Fully automatic weapons, heavy weaponry, explosions, and jet engines all produce significant decibels, and this can cause issues with hearing over time. In fact, most combat service members are issued hearing protection to help mitigate hearing damage.
Unfortunately, 3M earplugs were issued in 2002 to troops deployed to combat in the Middle East.
These earplugs have been linked to the development of tinnitus and severe hearing loss that they were supposed to protect against. As a result, many veterans are seeking compensation for hearing loss by filing lawsuits.
Hearing loss is no laughing matter, and as this condition worsens it will become more difficult to function in society. If you’ve recently separated from the military and you notice hearing loss, it’s time to go see your physician.
Life in the military is like no other. You meet some of your best, lifelong friends and learn more about yourself than you ever thought possible. But, leaving military life can be a very difficult adjustment.
Many career service members come back to civilian life feeling like something is missing. This is often attributed to the fact that civilian life is structured entirely differently than it is inside the military. And many veterans struggle with how to fit back into society.
This struggle with reentry can often manifest depression. You might feel like you no longer have a purpose to serve, maybe you can’t find a job where military experience is relevant, or perhaps you may not be able to fit back in with others who haven’t served.
Depression can manifest as a result, and this may worsen over time. In fact, many veterans have taken their own lives due to complications with severe depression that went untreated.
If you notice your thoughts have become negative, or you generally feel listless or uninspired, it’s time to talk to a counselor and get yourself back on track mentally.
Like depression, Post Traumatic Stress Disorder (PTSD) can manifest itself slowly. The main difference here is that PTSD can be triggered by sounds, imagery, and many other sources.
It’s estimated that around 11-20 out of every 100 military service members develop some form of PTSD, and this can range from mild to severe.
PTSD is a human response to a traumatic event.
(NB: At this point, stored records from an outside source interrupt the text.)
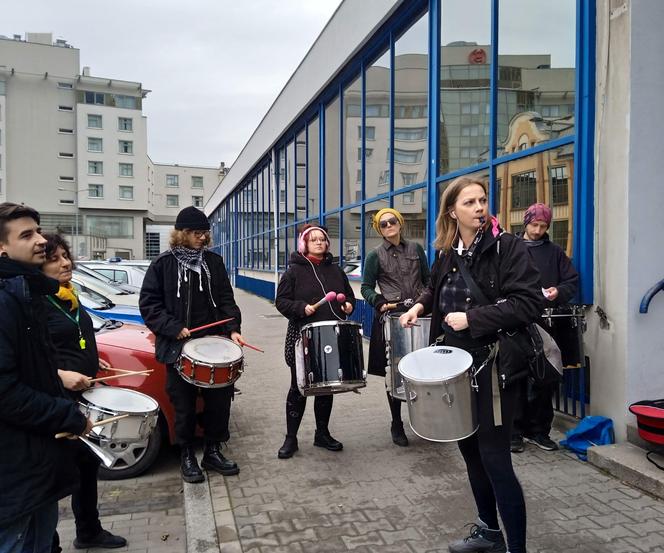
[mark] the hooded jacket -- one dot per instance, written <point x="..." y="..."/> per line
<point x="35" y="468"/>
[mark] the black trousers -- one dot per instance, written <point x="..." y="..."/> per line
<point x="84" y="500"/>
<point x="296" y="403"/>
<point x="216" y="409"/>
<point x="489" y="462"/>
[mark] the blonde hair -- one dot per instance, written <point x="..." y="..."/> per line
<point x="446" y="226"/>
<point x="179" y="238"/>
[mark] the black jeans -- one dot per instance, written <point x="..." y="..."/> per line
<point x="489" y="462"/>
<point x="296" y="404"/>
<point x="216" y="409"/>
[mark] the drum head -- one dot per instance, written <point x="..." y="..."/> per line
<point x="435" y="363"/>
<point x="120" y="399"/>
<point x="212" y="350"/>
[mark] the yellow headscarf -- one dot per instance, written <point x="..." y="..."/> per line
<point x="67" y="293"/>
<point x="376" y="219"/>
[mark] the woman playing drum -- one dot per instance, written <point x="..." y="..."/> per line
<point x="400" y="268"/>
<point x="502" y="269"/>
<point x="310" y="276"/>
<point x="71" y="329"/>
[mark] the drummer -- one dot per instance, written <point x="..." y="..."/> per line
<point x="400" y="268"/>
<point x="186" y="287"/>
<point x="559" y="283"/>
<point x="310" y="276"/>
<point x="501" y="268"/>
<point x="73" y="336"/>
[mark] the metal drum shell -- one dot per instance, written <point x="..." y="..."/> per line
<point x="400" y="341"/>
<point x="442" y="409"/>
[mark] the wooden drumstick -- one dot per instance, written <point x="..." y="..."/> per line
<point x="98" y="423"/>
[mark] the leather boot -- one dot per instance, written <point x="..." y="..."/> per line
<point x="191" y="472"/>
<point x="289" y="448"/>
<point x="324" y="439"/>
<point x="398" y="435"/>
<point x="214" y="460"/>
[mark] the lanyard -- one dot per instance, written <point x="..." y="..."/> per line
<point x="81" y="340"/>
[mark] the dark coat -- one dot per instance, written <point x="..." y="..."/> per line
<point x="166" y="314"/>
<point x="508" y="278"/>
<point x="35" y="468"/>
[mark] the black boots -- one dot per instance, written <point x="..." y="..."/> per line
<point x="191" y="472"/>
<point x="289" y="448"/>
<point x="214" y="460"/>
<point x="323" y="439"/>
<point x="398" y="435"/>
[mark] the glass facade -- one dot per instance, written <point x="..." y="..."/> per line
<point x="445" y="88"/>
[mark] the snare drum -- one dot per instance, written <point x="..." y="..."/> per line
<point x="400" y="341"/>
<point x="210" y="362"/>
<point x="441" y="401"/>
<point x="104" y="402"/>
<point x="330" y="358"/>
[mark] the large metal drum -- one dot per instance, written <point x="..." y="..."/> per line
<point x="441" y="401"/>
<point x="400" y="341"/>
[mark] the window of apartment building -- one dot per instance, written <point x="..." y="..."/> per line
<point x="95" y="167"/>
<point x="126" y="169"/>
<point x="125" y="124"/>
<point x="128" y="102"/>
<point x="96" y="98"/>
<point x="96" y="191"/>
<point x="94" y="121"/>
<point x="95" y="144"/>
<point x="126" y="146"/>
<point x="126" y="192"/>
<point x="524" y="190"/>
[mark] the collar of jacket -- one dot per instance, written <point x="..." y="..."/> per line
<point x="25" y="281"/>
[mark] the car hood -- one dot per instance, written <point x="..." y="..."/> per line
<point x="128" y="336"/>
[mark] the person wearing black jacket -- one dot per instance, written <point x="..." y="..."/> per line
<point x="310" y="276"/>
<point x="36" y="470"/>
<point x="501" y="267"/>
<point x="186" y="287"/>
<point x="559" y="281"/>
<point x="77" y="358"/>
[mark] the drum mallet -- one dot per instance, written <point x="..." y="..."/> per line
<point x="330" y="296"/>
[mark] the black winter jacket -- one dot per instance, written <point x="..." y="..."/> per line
<point x="507" y="277"/>
<point x="35" y="468"/>
<point x="166" y="314"/>
<point x="555" y="269"/>
<point x="299" y="287"/>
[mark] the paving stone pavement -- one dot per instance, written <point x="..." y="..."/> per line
<point x="376" y="497"/>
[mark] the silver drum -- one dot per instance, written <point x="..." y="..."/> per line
<point x="441" y="401"/>
<point x="400" y="341"/>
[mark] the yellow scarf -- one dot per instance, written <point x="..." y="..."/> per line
<point x="67" y="293"/>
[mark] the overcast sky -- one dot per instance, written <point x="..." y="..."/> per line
<point x="214" y="66"/>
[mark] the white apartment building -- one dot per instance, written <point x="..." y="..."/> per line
<point x="74" y="147"/>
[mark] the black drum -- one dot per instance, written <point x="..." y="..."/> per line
<point x="566" y="324"/>
<point x="329" y="358"/>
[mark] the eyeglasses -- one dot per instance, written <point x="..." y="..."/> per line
<point x="392" y="221"/>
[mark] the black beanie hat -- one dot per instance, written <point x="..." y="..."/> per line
<point x="192" y="219"/>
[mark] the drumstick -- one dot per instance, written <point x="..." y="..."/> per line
<point x="330" y="296"/>
<point x="127" y="373"/>
<point x="209" y="325"/>
<point x="98" y="423"/>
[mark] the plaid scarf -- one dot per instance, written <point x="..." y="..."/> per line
<point x="190" y="259"/>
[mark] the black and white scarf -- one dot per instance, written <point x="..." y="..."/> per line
<point x="190" y="259"/>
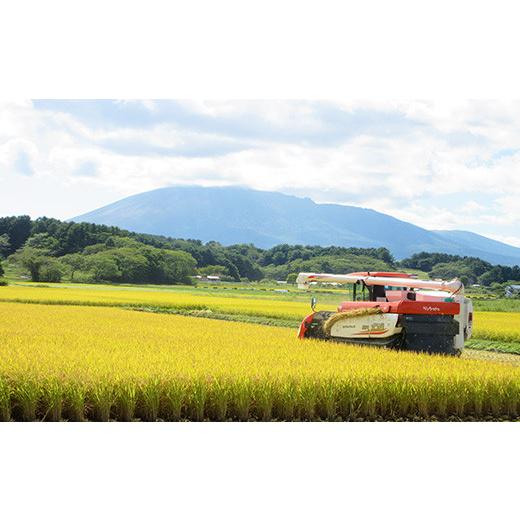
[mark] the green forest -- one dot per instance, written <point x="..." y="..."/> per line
<point x="50" y="250"/>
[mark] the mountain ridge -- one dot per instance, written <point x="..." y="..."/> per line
<point x="232" y="215"/>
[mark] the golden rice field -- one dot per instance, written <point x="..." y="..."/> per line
<point x="75" y="363"/>
<point x="487" y="325"/>
<point x="177" y="300"/>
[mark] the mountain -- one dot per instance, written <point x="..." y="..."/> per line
<point x="233" y="215"/>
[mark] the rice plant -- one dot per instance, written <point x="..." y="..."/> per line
<point x="91" y="363"/>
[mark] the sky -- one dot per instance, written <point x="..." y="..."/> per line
<point x="437" y="164"/>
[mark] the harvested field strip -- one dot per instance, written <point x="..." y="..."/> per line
<point x="102" y="363"/>
<point x="186" y="301"/>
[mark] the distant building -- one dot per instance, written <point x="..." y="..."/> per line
<point x="512" y="291"/>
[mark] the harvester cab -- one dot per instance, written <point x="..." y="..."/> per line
<point x="393" y="310"/>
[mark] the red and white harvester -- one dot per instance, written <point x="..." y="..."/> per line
<point x="393" y="310"/>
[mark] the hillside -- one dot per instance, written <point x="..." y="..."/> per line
<point x="233" y="215"/>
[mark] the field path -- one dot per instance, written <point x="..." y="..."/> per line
<point x="500" y="357"/>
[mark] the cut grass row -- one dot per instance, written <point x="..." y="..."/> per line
<point x="77" y="363"/>
<point x="499" y="327"/>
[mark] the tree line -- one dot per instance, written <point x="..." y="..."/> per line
<point x="48" y="249"/>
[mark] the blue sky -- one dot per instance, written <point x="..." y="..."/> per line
<point x="441" y="165"/>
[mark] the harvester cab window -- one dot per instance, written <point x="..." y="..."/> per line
<point x="360" y="292"/>
<point x="378" y="293"/>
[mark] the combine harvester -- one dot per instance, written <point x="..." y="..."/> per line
<point x="393" y="310"/>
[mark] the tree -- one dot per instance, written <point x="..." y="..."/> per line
<point x="75" y="262"/>
<point x="103" y="268"/>
<point x="213" y="270"/>
<point x="178" y="266"/>
<point x="31" y="259"/>
<point x="51" y="271"/>
<point x="43" y="241"/>
<point x="5" y="245"/>
<point x="17" y="229"/>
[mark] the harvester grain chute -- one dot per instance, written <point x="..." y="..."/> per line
<point x="393" y="310"/>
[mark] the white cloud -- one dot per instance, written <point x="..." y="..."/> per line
<point x="439" y="165"/>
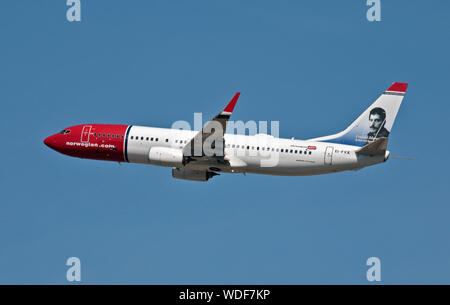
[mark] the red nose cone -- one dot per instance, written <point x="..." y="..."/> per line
<point x="50" y="142"/>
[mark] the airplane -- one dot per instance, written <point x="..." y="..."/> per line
<point x="201" y="155"/>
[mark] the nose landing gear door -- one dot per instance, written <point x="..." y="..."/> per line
<point x="328" y="155"/>
<point x="85" y="134"/>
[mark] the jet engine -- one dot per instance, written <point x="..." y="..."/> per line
<point x="192" y="174"/>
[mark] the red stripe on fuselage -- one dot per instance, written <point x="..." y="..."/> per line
<point x="91" y="141"/>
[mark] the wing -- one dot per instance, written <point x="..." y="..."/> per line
<point x="209" y="142"/>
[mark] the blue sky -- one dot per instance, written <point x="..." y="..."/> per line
<point x="312" y="65"/>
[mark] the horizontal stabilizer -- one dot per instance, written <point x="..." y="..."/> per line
<point x="376" y="148"/>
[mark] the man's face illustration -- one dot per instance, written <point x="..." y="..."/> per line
<point x="375" y="122"/>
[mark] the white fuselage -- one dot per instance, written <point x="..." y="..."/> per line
<point x="261" y="154"/>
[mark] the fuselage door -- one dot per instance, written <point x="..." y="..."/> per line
<point x="85" y="133"/>
<point x="329" y="155"/>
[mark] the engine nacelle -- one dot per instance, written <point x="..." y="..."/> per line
<point x="192" y="174"/>
<point x="166" y="156"/>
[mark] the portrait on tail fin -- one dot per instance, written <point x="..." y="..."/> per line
<point x="377" y="122"/>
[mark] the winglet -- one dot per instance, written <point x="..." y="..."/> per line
<point x="398" y="87"/>
<point x="229" y="108"/>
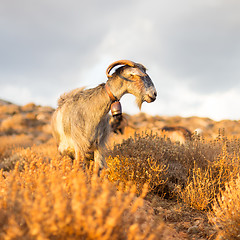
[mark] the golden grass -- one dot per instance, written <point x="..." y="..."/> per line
<point x="46" y="196"/>
<point x="226" y="211"/>
<point x="58" y="200"/>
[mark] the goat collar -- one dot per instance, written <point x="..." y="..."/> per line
<point x="110" y="94"/>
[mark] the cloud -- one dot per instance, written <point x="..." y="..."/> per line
<point x="191" y="49"/>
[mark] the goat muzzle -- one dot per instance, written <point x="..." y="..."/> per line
<point x="116" y="108"/>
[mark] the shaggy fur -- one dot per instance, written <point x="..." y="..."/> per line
<point x="81" y="122"/>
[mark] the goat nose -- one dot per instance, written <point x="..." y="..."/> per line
<point x="152" y="96"/>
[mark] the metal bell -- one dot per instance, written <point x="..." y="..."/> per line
<point x="116" y="108"/>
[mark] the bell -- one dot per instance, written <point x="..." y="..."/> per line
<point x="116" y="108"/>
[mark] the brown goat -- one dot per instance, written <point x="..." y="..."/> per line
<point x="81" y="122"/>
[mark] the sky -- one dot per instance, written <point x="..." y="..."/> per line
<point x="190" y="48"/>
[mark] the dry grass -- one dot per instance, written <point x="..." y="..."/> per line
<point x="55" y="199"/>
<point x="226" y="211"/>
<point x="46" y="196"/>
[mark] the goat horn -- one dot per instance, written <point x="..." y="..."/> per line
<point x="119" y="62"/>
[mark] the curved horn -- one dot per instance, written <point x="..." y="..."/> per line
<point x="119" y="62"/>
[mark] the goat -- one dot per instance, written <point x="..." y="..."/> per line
<point x="80" y="124"/>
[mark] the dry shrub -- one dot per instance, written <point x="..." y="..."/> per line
<point x="58" y="200"/>
<point x="10" y="146"/>
<point x="226" y="211"/>
<point x="139" y="172"/>
<point x="164" y="165"/>
<point x="204" y="184"/>
<point x="200" y="189"/>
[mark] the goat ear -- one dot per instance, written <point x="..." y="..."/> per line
<point x="119" y="62"/>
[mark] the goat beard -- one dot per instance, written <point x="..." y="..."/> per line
<point x="139" y="102"/>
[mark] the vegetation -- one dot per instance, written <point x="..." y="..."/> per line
<point x="152" y="183"/>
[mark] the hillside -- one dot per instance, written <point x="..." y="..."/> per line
<point x="185" y="162"/>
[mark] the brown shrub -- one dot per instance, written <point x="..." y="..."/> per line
<point x="226" y="211"/>
<point x="57" y="200"/>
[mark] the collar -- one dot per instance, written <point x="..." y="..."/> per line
<point x="110" y="94"/>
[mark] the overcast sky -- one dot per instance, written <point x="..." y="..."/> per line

And since war and combat are both intensely traumatizing, it is no surprise that many combat veterans suffer from this condition. In order to treat PTSD, you have to be diagnosed and undergo psychiatric evaluation.
If you or someone you know is suffering from PTSD due to combat or any other reason, seek counseling immediately so that you can begin therapy and get back to living a fulfilling life.
Though you may not be a disabled veteran, it is far more common than most people realize to come out of the military with underlying medical issues. Ensure that you see your doctor regularly, and report any issues that might arise immediately.